Falco Inc. financed the purchase of a machine with a loan at 4.88% compounded monthly. This loan will be settled by making payments of $7,200 at the end of every month for 9 years.

a. What was the principal balance of the loan?

To find the principal balance of the loan, we need to calculate the present value of the loan payments.

The formula for the present value of an ordinary annuity is:

PV = PMT * [(1 - (1 + r)^(-n)) / r]

Where:
PV = Present value
PMT = Payment amount
r = Interest rate per period
n = Number of periods

In this case, the payment amount (PMT) is $7,200, the interest rate (r) is 4.88% compounded monthly (which is equivalent to 0.0488/12 = 0.0040667 per month), and the number of periods (n) is 9 years * 12 months/year = 108 months.

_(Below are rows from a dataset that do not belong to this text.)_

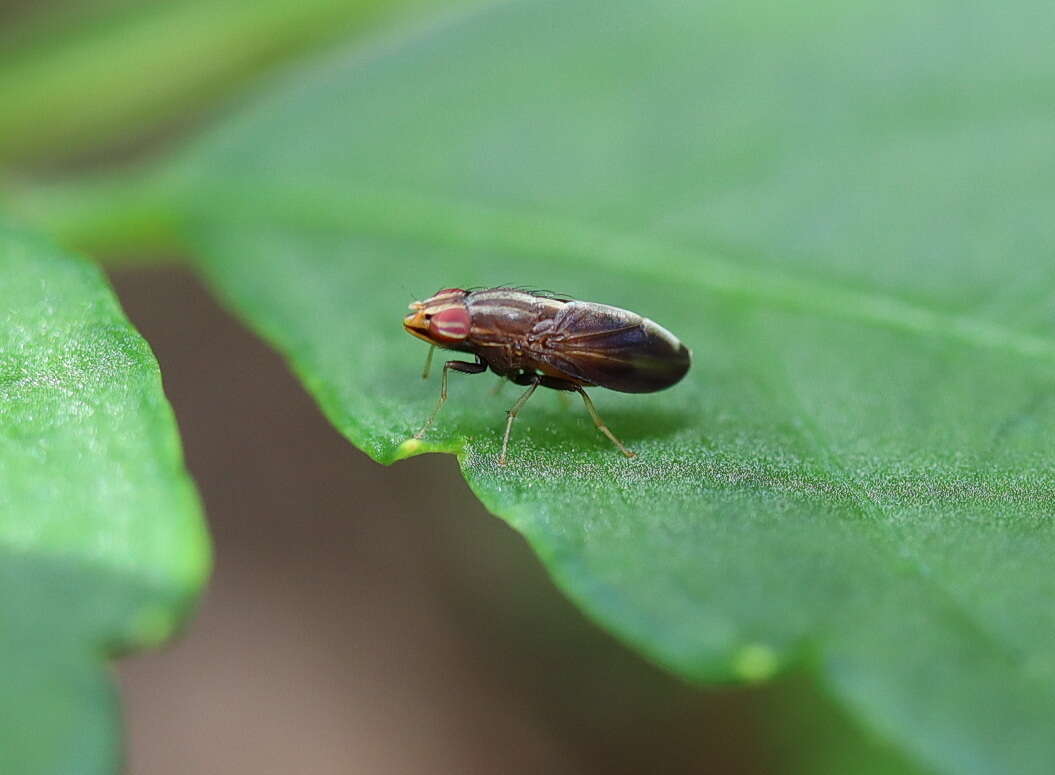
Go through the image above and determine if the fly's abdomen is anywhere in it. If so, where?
[550,302,692,393]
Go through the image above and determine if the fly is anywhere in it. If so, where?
[403,288,692,465]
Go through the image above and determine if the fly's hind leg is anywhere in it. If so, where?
[573,385,637,458]
[414,351,487,439]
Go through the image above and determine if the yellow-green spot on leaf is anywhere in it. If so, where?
[395,439,424,460]
[732,643,779,683]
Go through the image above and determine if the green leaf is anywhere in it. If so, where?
[0,225,209,773]
[18,0,1055,773]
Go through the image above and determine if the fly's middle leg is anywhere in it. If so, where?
[575,386,637,458]
[498,376,541,466]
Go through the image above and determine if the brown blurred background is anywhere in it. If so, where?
[113,268,769,775]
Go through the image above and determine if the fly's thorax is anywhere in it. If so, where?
[465,288,564,345]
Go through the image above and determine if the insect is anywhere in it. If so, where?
[403,288,692,465]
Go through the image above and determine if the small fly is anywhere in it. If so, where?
[403,288,692,465]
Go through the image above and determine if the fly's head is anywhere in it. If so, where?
[403,288,469,347]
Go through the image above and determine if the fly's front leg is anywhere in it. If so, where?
[421,345,436,380]
[414,361,487,439]
[498,374,541,466]
[574,385,637,458]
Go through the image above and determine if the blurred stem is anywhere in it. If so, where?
[0,0,449,163]
[0,175,186,260]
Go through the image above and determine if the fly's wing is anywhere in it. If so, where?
[546,302,691,393]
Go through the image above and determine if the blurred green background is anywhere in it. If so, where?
[0,0,932,774]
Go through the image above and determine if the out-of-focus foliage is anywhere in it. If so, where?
[0,0,462,166]
[0,227,209,773]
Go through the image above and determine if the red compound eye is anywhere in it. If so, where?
[428,307,468,342]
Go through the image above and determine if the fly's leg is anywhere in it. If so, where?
[414,360,487,439]
[575,386,637,458]
[421,345,436,380]
[498,376,541,466]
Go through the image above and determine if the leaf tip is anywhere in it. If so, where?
[395,439,424,460]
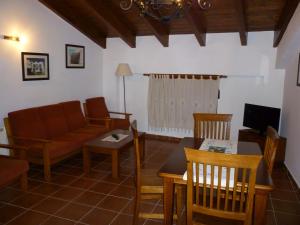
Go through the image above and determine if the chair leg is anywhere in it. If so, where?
[20,172,28,191]
[133,194,141,225]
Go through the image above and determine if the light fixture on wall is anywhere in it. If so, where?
[116,63,132,113]
[0,35,20,41]
[120,0,211,23]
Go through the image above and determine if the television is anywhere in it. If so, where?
[243,103,280,134]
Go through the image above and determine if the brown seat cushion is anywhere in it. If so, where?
[38,104,69,139]
[8,108,48,139]
[86,97,109,118]
[0,156,29,186]
[60,101,87,131]
[112,118,130,130]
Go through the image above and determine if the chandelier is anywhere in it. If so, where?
[120,0,211,23]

Plugging these values into the formula:

PV = $7,200 * [(1 - (1 + 0.0040667)^(-108)) / 0.0040667]

Using a financial calculator or spreadsheet software, we can find the present value:

PV ≈ $7,200 * [(1 - (1 + 0.0040667)^(-108)) / 0.0040667] ≈ $608,723.52

So, the principal balance of the loan is approximately $608,723.52.

To find the principal balance of the loan, we need to calculate the present value of the monthly payments.

The formula to calculate the present value of an ordinary annuity is:

PV = P * (1 - (1 + r)^(-n)) / r

Where:
PV is the present value (principal balance)
P is the monthly payment
r is the interest rate per period
n is the number of periods

In this case, the monthly payment (P) is $7,200, the interest rate (r) is 4.88% per period (which is compounded monthly), and the number of periods (n) is 9 years * 12 months/year = 108 months.

Now, let's calculate the principal balance:

PV = $7,200 * (1 - (1 + 0.0488/12)^(-108)) / (0.0488/12)
PV = $7,200 * (1 - (1.00407)^(-108)) / (0.00407)
PV ≈ $580,004.54

Therefore, the principal balance of the loan is approximately $580,004.54.